In symbolic characterization, the strategy that a robot generates through learning is a series of options, each of which contains a subsequence of actions sorted by time. Different tasks are accomplished by selecting different options in the list. For the complex task it is difficult to be accomplished by the single action, the symbolic representation strategy characterizes the complex task by sorting the simple action sequence in the options. Symbolic representation is a high-level behavioral representation of robots in imitation learning. The advantages are: (1) The same basic action can be reused to accomplish different tasks. (2) Convenient to replace the actions in the option’s action sequence to adjust the relevant motion plan. Imitation learning with symbolic representation is a convenient and feasible way to improve the intelligence of multi-modal integrative robots, and it also provides a practical solution for solving complex, multi-step task learning problems. However, when facing complex and fine-grained transformations, it is difficult to achieve accurate segmentation and ordering of motions by means of symbolic characterization, which makes it difficult to achieve effective operational characterization.

Trajectory characterization can be understood as the mapping of task-related conditions and trajectories, which is a lower-level representation comparing to symbolic representation. The task-related conditions here may be the initial state and the target state of the system, such as the initial position of the gripper in a grabbing task and the target position of the object being grasped. And the trajectories can be abstracted into time series of system states or inputs. In symbolic representation, individual actions in the sequence of actions can be characterized by means of trajectory characterization. Trajectory characterization is like the dynamic motion primitive method in behavioral cloning (Pastor et al. 2009), which introduces an additional forcing term in the critically damped spring system to normalize its characterization of complex individual actions. Another example is the probabilistic motion primitive method used in Dermy’s paper (Dermy et al. 2017), which describes the trajectory as a motion primitive distributed by probability. In practical applications, Yang’s paper (Yang et al. 2017) extracted the impedance of the human body and applied it to the robot, which extended the dynamic motion primitive method. However, the method of trajectory characterization requires that the teaching sample contains as many dynamic features as possible, which makes it difficult to be performed on samples containing only non-dynamic features such as images and touch.
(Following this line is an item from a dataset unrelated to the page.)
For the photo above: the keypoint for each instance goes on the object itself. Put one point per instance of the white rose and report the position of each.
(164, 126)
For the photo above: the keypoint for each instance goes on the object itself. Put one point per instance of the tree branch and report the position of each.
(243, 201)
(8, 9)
The action-state space is characterized differently from symbolic characterization and trajectory characterization. Instead of generating a series of complete executable strategy options and action sequences in advance, it generates a series of action-state decisions that are determined when a certain state occurs. The corresponding control actions establish the mapping relationship between the task-related conditions and the system state to the control actions. The method of motion-state space representation is used in dynamic system stability observation method of behavioral cloning. This method obtains a nonlinear autonomous dynamic system capable of generating action-state decision (Khansari-Zadeh and Billard 2011). Action-state space characterization also includes the inverse reinforcement learning method used in Faha et al.’s (2018) and Piot et al.’s (2016) paper, which assumes the optimality of expert teaching and learns the reward function and uses the reward function to generate an action-state decision. However, because the action-state space is characterized by a series of decisions describing short-term or instantaneous behavior, it is easy to accumulate the characterization error in the process of long-term representation.
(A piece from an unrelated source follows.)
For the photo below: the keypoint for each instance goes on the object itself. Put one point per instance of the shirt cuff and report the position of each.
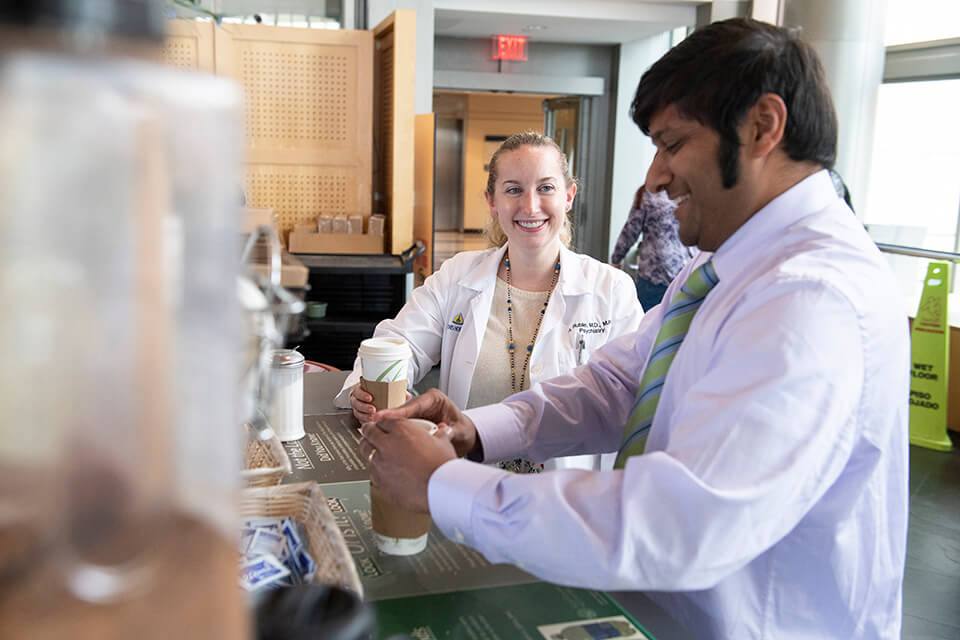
(498, 431)
(450, 494)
Demonstrations may contain a wide variety of features such as dynamics, vision, and touch. Yang indicates the dynamic characteristics of the joint angle, joint velocity and end pose of the robot arm are generated by teaching, and the operation is characterized by the trajectory characterization (Yang et al. 2018). The humanoid robot made by Hwang et al. (2016) simulates human motion through visual observation, creating a three-dimensional image sequence using a stereoscopic vision capture system, and the extracted visual features are then used to estimate the trajectory of the teacher. In addition to dynamics and visual features, tactile information is also of great importance. The introduction of tactile sequences in operational teaching and imitation has also become a recent hot research topic. In the past few years, many machine learning methods, such as nearest neighbor, support vector machine, Gaussian process, and nonparametric Bayesian learning, have been successfully used for tactile material identification. The tactile features are firstly introduced in Liu et al. (2019), which improves the success rate of robotic cap opening operations. At present, most of the research still focused on the operational characterization of dynamics and visual features. However, multimodal information combined with tactile features can extend the operational characterization to obtain better characterization results. Therefore, the study of multimodal operational information characterization has great significance in imitation learning.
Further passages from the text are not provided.